UPM has been helping publishers deliver print products for many years, in a sustainable fashion.
All forms of media consumption have an ecological impact. In Germany, for example, people spend an average of 30 minutes a day reading news articles. The ecological impact is higher, however, if they spend this time on electronic devices instead of reading news in print. Electronic devices consume energy continuously to keep the content available and updated.
Ruud van den Berg, Senior Vice President of Magazines, Merchants and Office at UPM Communication Papers, says: In Germany, a newspaper is read on average by three consumers, which makes it ecologically more favourable than e-news.
“The ecological footprint of print media consumption is even lower when there are several people who read the same newspaper or magazine within a household — a very typical situation — and then recycle the paper afterwards. In this respect, print outperforms online devices.”
Responsible footprint is an important part of paper and print media during times when consumers are more and more conscious of their choices. However, it is also content and especially personalised content that matters.
“Publishers and retailers have realised the importance of personalising their content and making it relevant for their key target audiences. In general, approximately 70 per cent of consumers keep sales catalogues in their homes for over a month, and as many as 34 per cent keep them for over a year. The interest to buy is generated by the print catalogue and then the customer can do the purchasing online 24/7 or visit their closest store”, van den Berg notes.
When looking at trends with regards to consumers the retail segment continues to be strong. “Retailers have recognized that weekly advertising needs to be on the kitchen table. It is the only way to effectively convey their weekly offering. Print advertisements continue to hold high attention values when compared to many other forms of media”, van den Berg explains.
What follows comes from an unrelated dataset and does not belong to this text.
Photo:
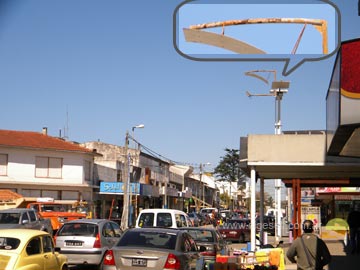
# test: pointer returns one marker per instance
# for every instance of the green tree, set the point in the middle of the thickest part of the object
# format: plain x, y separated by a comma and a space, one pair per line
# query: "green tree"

Print also continues to play an important role in forming and shaping communities. “There are a lot of small independent magazines that continue to create vibrant and strong global communities around specific topics”, says van den Berg. “Print has always brought people together”, van den Berg adds.
It is an interesting development that even Amazon has opened traditional book stores again. “This is a clear signal that people enjoy reading from paper and that printed magazines, newspapers and books create haptic experiences that cannot be replaced solely by digital content.”